In the long term this won't affect the chances of Stagecoach or Virgin for any future franchises they bid for, let's face it even if a company is responsible for something bad it doesn't usually count against them in the future. But if Branson has got the business brain he is famous for and they do get a future franchise, such as the forthcoming WCML/HS2 deal, he will make sure the press announcement on day one makes very clear what conditions the DfT has to ensure, and what get out clauses Virgin has. Then when the almost inevitable failure occurs he can refer editors back to it.
So, let's get this right.
Since 1979 successive right wing governments (that is, all of them) have repeated ad nauseam "The market will deliver" and proceeded to rig the private AND PUBLIC (or what's left of it) economies accordingly. But after 38 years the "rail market" has FAILED to deliver - made it worse in fact.
Apart from the "techy stuff", Twitter or Facebook or not, don't you think you're missing something vital here? Such as the political decisions which govern everything, that whether you like it or not politics rule all our lives, that "technical management" is subject to political bias.
But no matter. "The market will provide". Not rational people making rational decisions. The market. Or something.
Are you suggesting that there has been a long term political decision to ensure that the higher echelons of civil and signalling engineers within the British rail industry are inept?

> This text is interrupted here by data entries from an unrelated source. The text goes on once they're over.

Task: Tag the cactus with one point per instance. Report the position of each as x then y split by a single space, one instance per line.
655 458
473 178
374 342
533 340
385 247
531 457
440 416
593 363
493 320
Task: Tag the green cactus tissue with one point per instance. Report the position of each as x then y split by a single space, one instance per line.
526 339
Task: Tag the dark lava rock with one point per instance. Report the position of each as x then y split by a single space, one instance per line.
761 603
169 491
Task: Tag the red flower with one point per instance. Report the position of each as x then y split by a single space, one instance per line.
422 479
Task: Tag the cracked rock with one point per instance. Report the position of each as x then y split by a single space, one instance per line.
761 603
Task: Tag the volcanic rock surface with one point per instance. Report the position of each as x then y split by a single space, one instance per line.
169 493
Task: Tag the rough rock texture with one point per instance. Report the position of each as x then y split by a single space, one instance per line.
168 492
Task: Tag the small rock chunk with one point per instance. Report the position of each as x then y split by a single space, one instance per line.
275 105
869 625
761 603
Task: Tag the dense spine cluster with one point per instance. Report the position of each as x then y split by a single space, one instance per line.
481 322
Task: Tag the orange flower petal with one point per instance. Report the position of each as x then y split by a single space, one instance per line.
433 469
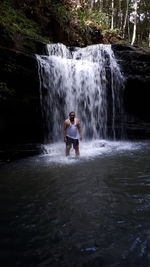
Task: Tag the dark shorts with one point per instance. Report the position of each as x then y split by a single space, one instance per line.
71 141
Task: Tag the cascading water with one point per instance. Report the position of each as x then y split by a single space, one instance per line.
85 80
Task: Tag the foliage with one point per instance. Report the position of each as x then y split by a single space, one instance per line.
15 21
99 19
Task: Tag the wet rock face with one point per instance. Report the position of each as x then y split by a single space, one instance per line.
135 65
20 114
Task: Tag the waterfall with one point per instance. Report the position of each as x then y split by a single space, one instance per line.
85 80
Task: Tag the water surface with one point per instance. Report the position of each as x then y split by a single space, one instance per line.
92 211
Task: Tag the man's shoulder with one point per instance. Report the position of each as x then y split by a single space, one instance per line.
67 121
77 120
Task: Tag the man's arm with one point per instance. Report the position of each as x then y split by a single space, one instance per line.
65 127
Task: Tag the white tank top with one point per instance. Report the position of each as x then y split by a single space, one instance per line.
72 130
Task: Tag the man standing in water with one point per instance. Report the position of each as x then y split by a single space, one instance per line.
71 130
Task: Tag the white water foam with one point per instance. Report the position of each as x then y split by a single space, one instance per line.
89 150
87 80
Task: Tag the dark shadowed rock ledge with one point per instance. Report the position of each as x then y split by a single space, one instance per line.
135 66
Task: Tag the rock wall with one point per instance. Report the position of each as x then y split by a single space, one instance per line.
135 65
20 112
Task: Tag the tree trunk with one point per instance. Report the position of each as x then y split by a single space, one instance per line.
135 23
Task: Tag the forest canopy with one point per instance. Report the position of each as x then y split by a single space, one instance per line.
111 20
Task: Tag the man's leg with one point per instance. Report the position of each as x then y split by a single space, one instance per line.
77 151
68 150
76 147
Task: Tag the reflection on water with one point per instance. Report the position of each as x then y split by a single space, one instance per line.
93 211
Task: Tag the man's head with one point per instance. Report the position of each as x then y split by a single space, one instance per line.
72 115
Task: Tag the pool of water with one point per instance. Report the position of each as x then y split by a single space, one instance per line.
86 212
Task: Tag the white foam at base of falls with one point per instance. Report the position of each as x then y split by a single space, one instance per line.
89 150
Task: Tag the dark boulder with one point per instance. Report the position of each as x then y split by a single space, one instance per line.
135 66
20 111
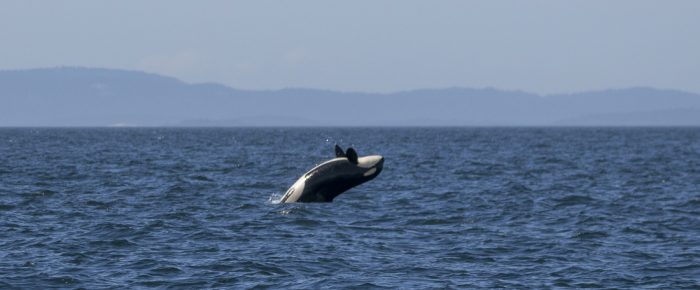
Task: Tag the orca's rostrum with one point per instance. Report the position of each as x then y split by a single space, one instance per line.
333 177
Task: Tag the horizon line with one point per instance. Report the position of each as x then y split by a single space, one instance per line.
399 91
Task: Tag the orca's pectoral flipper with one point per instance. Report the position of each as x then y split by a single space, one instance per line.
352 155
339 151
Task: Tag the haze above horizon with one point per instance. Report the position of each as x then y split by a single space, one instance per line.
544 47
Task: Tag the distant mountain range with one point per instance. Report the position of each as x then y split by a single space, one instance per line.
106 97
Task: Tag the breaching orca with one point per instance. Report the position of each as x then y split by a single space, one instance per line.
333 177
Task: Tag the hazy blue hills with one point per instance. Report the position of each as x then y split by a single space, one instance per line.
105 97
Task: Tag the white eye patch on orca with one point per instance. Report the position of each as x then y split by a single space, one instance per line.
368 161
329 179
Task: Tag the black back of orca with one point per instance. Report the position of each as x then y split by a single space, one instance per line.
326 181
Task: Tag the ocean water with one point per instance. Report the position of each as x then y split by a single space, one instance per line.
453 208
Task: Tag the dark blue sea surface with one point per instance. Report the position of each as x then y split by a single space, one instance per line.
453 208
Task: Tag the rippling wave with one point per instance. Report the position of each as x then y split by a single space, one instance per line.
453 208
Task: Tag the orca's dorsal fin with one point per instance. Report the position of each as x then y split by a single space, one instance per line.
352 155
339 151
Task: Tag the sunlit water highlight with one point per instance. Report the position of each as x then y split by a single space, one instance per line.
453 208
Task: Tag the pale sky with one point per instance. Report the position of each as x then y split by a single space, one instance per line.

The ECML project of the 1980s was mostly an old fashioned BR scheme - the free market's main involvement was the trains (and the loco construction was subcontracted back to BR's workshop subsidiary). The trains worked but track upgrades weren't delivered. These few schemes discussed here are barely the tip of the iceberg. Look at the disasters of the South Manchester resignalling scheme around 15 years ago or the GWML electrification which is still not resolved. It's true that we didn't have these major failures before 1979, but that might be because we didn't have many major schemes before then. There was the WCML modernisation of the early 60s which was done quite well and the GWML upgrade around 1975 (but that came with without electrification so could be classed as an expensive mistake). Maybe the political decisions between 1948 and 1979 caused a skill shortage in civil and signal engineering. But no political policy comes close to causing the amount of problems to match those of the dodgy handshake brigade who have run the railways for decades.
Sigh.
This gets worse, SteveB.
It would help if you didn't try to imply I made an assertion I didn't make. A peculiar kind of "logic", that.
Please re-read my previous comment - if you read it at all first time round. I can't be arsed repeating myself.
The "handshake brigade" operate in a much wider field than mere railways. In politics for instance. But you seem unwilling or unable to see that. C'est la vie.
I leave the railway platform to you. Bad pun intended.
Tim - why not keep it simple.
1. Was a contract signed for a period of time with expected revenues agreed?
2. Did the companies that signed that contract request to get out of it?
3. Have the companies that signed the contract committed to paying the expected revenues?
4. Have the companies that signed the contract committed to paying the expected revenues been let off the remaining revenues or part of them?
5. If the answer to 4 is yes in any way, then why?
6. Will the UK tax-payer miss out on expected revenues?
7. Will the UK tax-payer have to absorb the cost of the expected revenues?
Have I missed out any obvious thing?